G'ampa C's Blog

Friday, October 27, 2006

Hear the bells ringing?

I drove to New Mexico this morning to continue prep for the rig, then back tonight. When I drive, I often meditate about things, or people, or scripture , or other subjects. Today (since it's 12:35, I guess it was yesterday) over my 640+ miles, I kept coming back to John's letter.
How great is the love the Father has lavished on us, that we should be called children of God!
This is the message we have heard from the beginning: We should love one another. This is how we know what love is: Jesus Christ laid down his life for us. ****And we ought to lay down our lives for our brothers****!!!!!!
If anyone has material possessions and sees his brother in need but has no pity on him, HOW CAN THE LOVE OF GOD BE IN HIM?

I don't know that I heve ever, really, truly, grasped that concept before. Superficially, maybe. In my search for what body life should look like, love is the key, the essence.
The love I have for my children, my own daughters, is the love I should have for my brothers and sisters. My own flesh and blood. Lay-down-my-life kind of love. Sacrificial, giving love.

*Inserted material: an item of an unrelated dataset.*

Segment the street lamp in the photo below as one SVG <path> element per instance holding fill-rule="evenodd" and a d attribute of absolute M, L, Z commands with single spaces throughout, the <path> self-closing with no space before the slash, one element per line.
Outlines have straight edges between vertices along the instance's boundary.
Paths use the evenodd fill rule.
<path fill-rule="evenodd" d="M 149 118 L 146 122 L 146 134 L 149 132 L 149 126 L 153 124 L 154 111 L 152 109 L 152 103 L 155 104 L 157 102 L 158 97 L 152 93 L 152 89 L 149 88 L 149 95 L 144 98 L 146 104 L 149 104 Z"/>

What would I be willing to do for someone I love that way?
What would I not be willing to do?
How would I feel toward that someone?

There are a few dozen people (you know who you are) I do feel that way about, although my treatment of them is tempered by my own selfishness and weakness. It has taken time, and usually effort, to arrive there. Those people will be required to hug me if they let me get close enough. They "ring my bell" when I see them, which is my way of describing the tingling feeling you get when you first see that special loved one after a time away. Spiritually speaking, that's just got to be a healthy thing. They've gotten under my skin, which, I guess, is an interesting way of saying we share the same body.

But what if I had that feeling about every church member? What if my brothers and sisters in Dallas and Afghanistan and India and Mexico City all "rang my bell"? How do I go there? Isn't that the kind of love I'm called to? Isn't that EXACTLY what Christ wants?

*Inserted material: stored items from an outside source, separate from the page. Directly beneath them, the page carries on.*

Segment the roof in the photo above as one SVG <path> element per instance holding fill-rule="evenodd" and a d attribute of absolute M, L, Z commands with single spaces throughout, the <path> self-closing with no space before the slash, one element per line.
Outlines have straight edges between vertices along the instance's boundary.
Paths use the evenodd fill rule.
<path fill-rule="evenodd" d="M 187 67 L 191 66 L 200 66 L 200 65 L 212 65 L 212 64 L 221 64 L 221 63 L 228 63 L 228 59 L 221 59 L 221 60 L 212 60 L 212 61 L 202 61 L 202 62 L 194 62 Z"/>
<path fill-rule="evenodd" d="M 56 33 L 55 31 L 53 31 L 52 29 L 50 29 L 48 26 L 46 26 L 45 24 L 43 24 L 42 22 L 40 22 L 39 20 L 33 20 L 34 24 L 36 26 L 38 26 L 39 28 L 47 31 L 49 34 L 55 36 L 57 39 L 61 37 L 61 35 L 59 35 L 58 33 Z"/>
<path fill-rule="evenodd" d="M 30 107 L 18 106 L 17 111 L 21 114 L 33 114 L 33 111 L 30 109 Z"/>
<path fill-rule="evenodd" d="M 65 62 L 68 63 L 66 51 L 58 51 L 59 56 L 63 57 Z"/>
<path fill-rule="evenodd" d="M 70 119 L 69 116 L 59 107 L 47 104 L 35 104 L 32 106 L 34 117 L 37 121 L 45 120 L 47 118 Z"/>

I have so much to learn...

Thursday, October 26, 2006

Deja Vu Bible Style

After a long drought, I think I have something worth posting.
Does anyone else see a wierd, deja vu sort of thing about studying the Bible?
I was out of town for a couple of weeks, and while we were gone I started reading an old testament story, then Mike preaches on it Sunday.
I work on a text to present it in bible study, and find out that several of my friends are studying the same text, at the same time.
We go to visit a church while traveling, and the lesson is on the same text I'm preparing for Life Team Sunday night.
I decide to email friends in Dallas and mention I've been thinking about them and a scripture that applies to them, and they tell me they have been thinking about the same text.
It seems to happen over and over, I'm sure at least 20 times in the past few months.

How's that for wierd?
On the other hand...
what if the Spirit leads us to things without us knowing it, and we're SUPPOSED to be going in the same directions from time to time?